I am aware that something of the kind was formerly attempted, on a small scale, in Scotland; and, in the majority of instances, proved unsuccessful; most of the settlers, after a time, forsaking their cottages in disgust. But it appears to me that this may be wholly accounted for from several circumstances which in the present case might be altogether avoided. 1. In the first place these farms appear to have been for the most part neither fertile nor wellimproved; and consequently must (especially in such a climate as Scotland) have required severe labor and promised no very abudant return: 2dly, A circumstance of much more consequence is, that they were bestowed on veterans, who had been so long in the service as to have acquired completely military habits, and to have lost, from long disuse, all skill and industry in agricultural labors : 3rd. Lastly, these settlers seem to have been scattered about at considerable intervals; which alone would generate disgust, from a want of the society they had been used to.
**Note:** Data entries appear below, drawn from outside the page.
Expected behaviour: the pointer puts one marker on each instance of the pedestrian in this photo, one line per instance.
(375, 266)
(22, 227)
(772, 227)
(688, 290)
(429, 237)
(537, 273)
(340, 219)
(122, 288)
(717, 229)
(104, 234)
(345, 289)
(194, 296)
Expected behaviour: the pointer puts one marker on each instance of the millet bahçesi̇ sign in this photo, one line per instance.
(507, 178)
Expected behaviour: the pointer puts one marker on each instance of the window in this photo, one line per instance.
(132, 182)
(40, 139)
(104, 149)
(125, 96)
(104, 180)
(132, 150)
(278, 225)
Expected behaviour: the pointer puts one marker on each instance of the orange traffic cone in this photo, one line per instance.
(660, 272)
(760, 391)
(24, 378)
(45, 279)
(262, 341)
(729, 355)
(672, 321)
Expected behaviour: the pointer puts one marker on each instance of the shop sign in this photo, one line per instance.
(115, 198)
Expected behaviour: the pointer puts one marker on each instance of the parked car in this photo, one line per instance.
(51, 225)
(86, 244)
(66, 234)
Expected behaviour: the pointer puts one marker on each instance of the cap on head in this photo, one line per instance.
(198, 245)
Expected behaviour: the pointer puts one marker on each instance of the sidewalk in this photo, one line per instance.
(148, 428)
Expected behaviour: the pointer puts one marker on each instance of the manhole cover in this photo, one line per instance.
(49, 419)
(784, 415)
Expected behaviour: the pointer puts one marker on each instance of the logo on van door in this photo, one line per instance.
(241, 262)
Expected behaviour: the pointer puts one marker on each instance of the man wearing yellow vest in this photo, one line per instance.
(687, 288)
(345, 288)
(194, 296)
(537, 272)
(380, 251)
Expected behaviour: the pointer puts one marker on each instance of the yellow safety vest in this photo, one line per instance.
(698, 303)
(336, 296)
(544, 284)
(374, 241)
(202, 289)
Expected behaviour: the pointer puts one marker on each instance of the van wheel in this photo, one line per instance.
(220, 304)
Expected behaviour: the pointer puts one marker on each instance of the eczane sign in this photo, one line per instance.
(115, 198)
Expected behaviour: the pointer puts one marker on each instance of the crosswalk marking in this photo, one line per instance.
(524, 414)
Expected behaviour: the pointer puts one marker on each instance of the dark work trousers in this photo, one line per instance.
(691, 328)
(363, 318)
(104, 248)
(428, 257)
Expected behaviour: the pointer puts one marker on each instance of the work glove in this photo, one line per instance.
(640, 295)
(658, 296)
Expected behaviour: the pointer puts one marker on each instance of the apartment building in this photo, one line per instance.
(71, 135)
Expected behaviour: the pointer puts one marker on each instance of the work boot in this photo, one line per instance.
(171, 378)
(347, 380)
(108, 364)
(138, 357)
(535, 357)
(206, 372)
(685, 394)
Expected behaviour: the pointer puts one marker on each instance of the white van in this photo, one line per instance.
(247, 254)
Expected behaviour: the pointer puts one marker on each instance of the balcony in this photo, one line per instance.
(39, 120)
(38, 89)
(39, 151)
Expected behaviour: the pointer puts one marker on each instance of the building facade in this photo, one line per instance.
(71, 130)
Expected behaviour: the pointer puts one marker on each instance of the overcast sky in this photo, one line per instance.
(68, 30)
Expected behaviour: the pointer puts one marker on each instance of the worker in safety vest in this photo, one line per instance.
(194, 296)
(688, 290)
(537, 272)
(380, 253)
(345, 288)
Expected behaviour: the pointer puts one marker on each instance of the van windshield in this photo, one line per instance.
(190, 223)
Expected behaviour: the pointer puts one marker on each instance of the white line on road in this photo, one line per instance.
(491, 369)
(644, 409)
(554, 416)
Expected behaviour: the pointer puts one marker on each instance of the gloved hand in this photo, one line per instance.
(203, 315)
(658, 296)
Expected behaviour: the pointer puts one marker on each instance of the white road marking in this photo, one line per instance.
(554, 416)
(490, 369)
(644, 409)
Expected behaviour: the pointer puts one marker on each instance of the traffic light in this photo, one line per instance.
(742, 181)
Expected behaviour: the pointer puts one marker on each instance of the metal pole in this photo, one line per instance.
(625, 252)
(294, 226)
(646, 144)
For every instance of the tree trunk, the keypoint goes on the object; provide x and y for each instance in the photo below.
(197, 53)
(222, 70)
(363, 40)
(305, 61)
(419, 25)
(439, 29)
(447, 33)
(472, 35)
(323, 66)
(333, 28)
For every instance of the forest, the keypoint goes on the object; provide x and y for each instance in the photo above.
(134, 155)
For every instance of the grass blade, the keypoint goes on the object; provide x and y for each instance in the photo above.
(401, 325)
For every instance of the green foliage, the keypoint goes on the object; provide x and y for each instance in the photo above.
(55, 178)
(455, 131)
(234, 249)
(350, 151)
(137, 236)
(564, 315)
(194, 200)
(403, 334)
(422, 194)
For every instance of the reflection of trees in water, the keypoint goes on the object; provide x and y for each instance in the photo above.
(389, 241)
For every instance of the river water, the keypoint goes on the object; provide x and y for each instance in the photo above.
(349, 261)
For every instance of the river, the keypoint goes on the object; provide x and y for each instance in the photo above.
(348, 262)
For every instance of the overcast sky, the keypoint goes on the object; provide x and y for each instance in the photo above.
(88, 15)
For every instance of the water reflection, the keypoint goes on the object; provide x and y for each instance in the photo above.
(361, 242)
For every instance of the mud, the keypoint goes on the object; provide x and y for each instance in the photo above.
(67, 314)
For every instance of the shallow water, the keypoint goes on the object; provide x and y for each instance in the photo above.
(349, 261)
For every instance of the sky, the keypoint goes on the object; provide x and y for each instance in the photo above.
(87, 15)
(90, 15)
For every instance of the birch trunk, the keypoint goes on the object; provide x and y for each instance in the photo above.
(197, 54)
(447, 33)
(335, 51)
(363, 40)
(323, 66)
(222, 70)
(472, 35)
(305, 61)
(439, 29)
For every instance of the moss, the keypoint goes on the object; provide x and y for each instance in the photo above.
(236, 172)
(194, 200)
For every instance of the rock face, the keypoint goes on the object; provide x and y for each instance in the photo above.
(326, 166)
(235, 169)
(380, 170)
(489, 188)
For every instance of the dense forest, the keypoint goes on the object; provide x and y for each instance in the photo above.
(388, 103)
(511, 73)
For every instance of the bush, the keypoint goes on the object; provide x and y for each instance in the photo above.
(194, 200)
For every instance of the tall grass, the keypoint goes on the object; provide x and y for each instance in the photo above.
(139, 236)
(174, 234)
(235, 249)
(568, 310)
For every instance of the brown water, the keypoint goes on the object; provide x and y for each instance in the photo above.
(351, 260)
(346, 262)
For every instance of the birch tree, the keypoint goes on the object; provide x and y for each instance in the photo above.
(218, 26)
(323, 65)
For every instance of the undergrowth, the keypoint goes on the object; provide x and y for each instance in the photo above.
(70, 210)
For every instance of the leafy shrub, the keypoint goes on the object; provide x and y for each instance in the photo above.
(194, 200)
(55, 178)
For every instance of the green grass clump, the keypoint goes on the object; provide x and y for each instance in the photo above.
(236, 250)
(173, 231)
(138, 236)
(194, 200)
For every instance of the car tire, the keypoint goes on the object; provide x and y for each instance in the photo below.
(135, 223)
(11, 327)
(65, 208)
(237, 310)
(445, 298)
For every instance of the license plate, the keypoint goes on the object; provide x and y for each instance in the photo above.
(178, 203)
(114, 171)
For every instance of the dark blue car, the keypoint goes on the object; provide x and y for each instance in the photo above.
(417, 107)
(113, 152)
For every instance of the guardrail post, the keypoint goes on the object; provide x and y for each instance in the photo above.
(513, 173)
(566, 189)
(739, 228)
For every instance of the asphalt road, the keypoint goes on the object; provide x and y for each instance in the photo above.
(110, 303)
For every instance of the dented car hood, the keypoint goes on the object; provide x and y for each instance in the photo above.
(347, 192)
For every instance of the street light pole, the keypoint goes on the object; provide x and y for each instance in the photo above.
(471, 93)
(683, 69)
Whereas in the plan now proposed, young men, who had not long served, would be settled on well-improved land in a favourable climate, and in. considerable bodies together, so that they would have their former messmates for neighbours.
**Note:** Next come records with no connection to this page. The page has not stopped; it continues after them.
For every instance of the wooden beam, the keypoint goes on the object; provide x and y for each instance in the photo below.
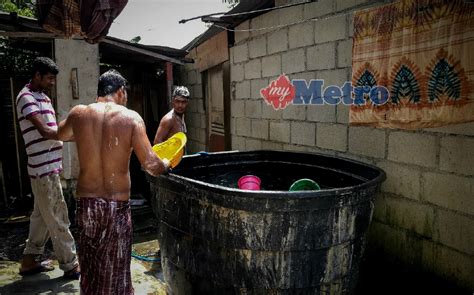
(143, 51)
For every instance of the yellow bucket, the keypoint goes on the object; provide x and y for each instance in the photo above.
(172, 149)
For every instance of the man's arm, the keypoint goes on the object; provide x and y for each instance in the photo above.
(163, 130)
(145, 154)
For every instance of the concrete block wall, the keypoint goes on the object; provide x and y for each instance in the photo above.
(424, 215)
(195, 116)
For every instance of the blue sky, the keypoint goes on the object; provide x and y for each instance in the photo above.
(156, 21)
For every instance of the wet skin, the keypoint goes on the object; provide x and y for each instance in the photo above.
(106, 132)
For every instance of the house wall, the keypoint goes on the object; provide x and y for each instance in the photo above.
(71, 54)
(424, 214)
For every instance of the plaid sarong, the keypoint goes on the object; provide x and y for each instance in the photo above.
(105, 239)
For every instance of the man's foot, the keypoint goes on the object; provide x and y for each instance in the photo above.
(73, 274)
(36, 268)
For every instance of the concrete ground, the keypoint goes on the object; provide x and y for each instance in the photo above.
(145, 276)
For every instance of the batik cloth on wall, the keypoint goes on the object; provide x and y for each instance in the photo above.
(422, 51)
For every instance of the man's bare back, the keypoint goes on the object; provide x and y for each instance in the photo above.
(105, 134)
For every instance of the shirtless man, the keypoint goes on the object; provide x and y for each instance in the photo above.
(173, 121)
(106, 132)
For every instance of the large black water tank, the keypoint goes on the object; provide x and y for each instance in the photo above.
(217, 239)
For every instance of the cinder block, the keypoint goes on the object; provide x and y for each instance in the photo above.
(268, 112)
(277, 41)
(243, 127)
(255, 87)
(456, 155)
(367, 141)
(270, 145)
(236, 72)
(271, 65)
(294, 112)
(293, 61)
(280, 131)
(237, 108)
(449, 191)
(448, 263)
(253, 144)
(401, 180)
(455, 230)
(253, 109)
(410, 215)
(321, 56)
(412, 148)
(330, 29)
(238, 143)
(319, 8)
(321, 113)
(300, 35)
(303, 133)
(342, 113)
(240, 53)
(260, 129)
(253, 69)
(242, 90)
(257, 47)
(344, 53)
(331, 136)
(239, 35)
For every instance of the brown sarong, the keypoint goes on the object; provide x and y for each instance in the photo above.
(105, 239)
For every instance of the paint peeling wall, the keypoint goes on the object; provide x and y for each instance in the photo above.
(424, 216)
(69, 55)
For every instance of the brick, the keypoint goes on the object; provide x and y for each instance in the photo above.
(277, 41)
(300, 35)
(455, 230)
(293, 61)
(321, 56)
(344, 53)
(256, 86)
(253, 69)
(268, 112)
(412, 148)
(240, 53)
(331, 136)
(257, 47)
(280, 131)
(238, 143)
(253, 109)
(259, 129)
(303, 133)
(448, 191)
(270, 145)
(401, 180)
(321, 113)
(243, 127)
(456, 155)
(367, 141)
(253, 144)
(241, 36)
(407, 214)
(236, 73)
(242, 90)
(271, 65)
(237, 108)
(317, 9)
(342, 114)
(330, 29)
(294, 112)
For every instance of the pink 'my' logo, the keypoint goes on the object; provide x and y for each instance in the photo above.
(279, 93)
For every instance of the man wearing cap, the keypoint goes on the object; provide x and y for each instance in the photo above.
(173, 121)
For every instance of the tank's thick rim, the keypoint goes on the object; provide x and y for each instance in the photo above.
(276, 194)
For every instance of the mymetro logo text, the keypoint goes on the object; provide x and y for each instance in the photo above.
(282, 92)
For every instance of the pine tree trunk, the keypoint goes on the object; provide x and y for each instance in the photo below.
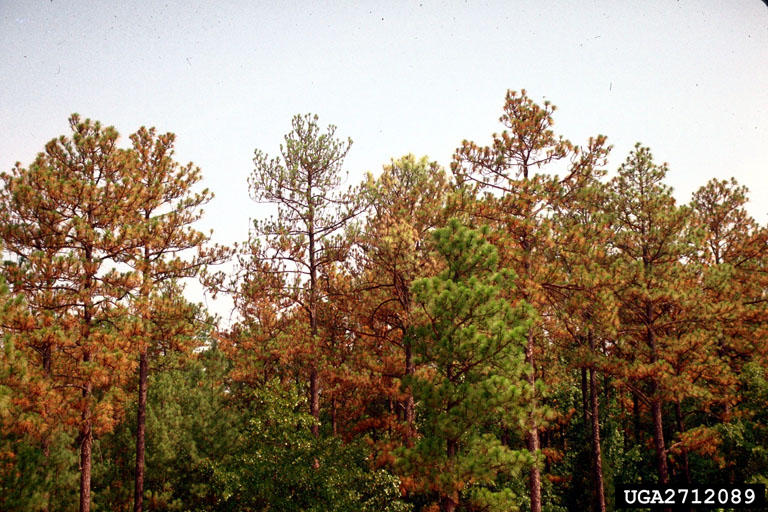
(681, 429)
(86, 442)
(584, 397)
(533, 433)
(658, 441)
(597, 457)
(636, 417)
(141, 415)
(409, 403)
(314, 397)
(448, 503)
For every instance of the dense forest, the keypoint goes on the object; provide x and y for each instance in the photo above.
(519, 331)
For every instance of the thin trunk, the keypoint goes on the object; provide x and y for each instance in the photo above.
(658, 441)
(584, 397)
(314, 404)
(449, 503)
(597, 457)
(636, 416)
(409, 403)
(141, 414)
(86, 442)
(314, 379)
(681, 429)
(334, 426)
(533, 432)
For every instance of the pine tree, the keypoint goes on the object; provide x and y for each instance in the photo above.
(469, 348)
(303, 239)
(63, 218)
(660, 355)
(164, 212)
(408, 201)
(517, 200)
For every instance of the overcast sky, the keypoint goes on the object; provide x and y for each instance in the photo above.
(687, 78)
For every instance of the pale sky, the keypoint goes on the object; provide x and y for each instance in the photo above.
(687, 78)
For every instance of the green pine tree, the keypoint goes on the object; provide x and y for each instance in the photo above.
(469, 347)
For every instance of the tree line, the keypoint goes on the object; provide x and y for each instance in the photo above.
(519, 331)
Such, in most respects, were the Roman colonies during the most flourishing periods of the state: an institution which probably contributed more than all other causes together, to enable Rome to retain so firmly such extensive provinces, (notwithstanding the

oppression with which they were governed) and to diffuse so widely and so permanently her language, institutions and manners.

3d. The last hint I have to throw out on this head, relates to the relief and employment of paupers. Even the most zealous advocates for the natural right of the poor to relief, will allow that they ought to contribute to it as far as possible by their own labor; and even that, should this labor turn out, on any occasion, to be but little profitable, it is still desirable to keep the parish poor employed rather than idle the only question is, how to employ them in the best manner. The objections to their being engaged on a large scale in manufactures, have been so clearly stated by yourself and others that it cannot be necessary for me to enlarge upon them.

It is indeed evident that manufactures so supported must interfere with the profits of the independent, and probably more skilful and industrious workman; and consequently, though they may in each case somewhat lighten the burden of those who are actually supporting these poor, yet that same burden must fall the more heavily elsewhere. Besides which it should be considered that the more they are confined to sedentary manufactures, the more they will be exposed to the evils of filth, sickness, &c. If on the other hand those who are maintained by a parish are employed in agricultural labors, in their own neighbourhood, there is the same danger to be apprehended, as in the former case, of their interfering with the profits of the independent laborer; which evil, as it would in this case be more local, would for that reason be more severely felt. But if those whose labor is insufficient for their support, were employed by the public in cultivating the Irish peat-bogs, they would interfere with nobody for not only would no agricultural laborer elsewhere be at once thrown out of employment, but even in the event of their producing such an increased supply of corn as for a time to lower its price, we may be sure that the consumption would very soon overtake that supply. And the great advantage of such a plan would be that their earnings would at once enable them, not (as in the case of manufactures) to withdraw from others a portion of the common stock, but to supply themselves independently; and even increase the common stock of provisions.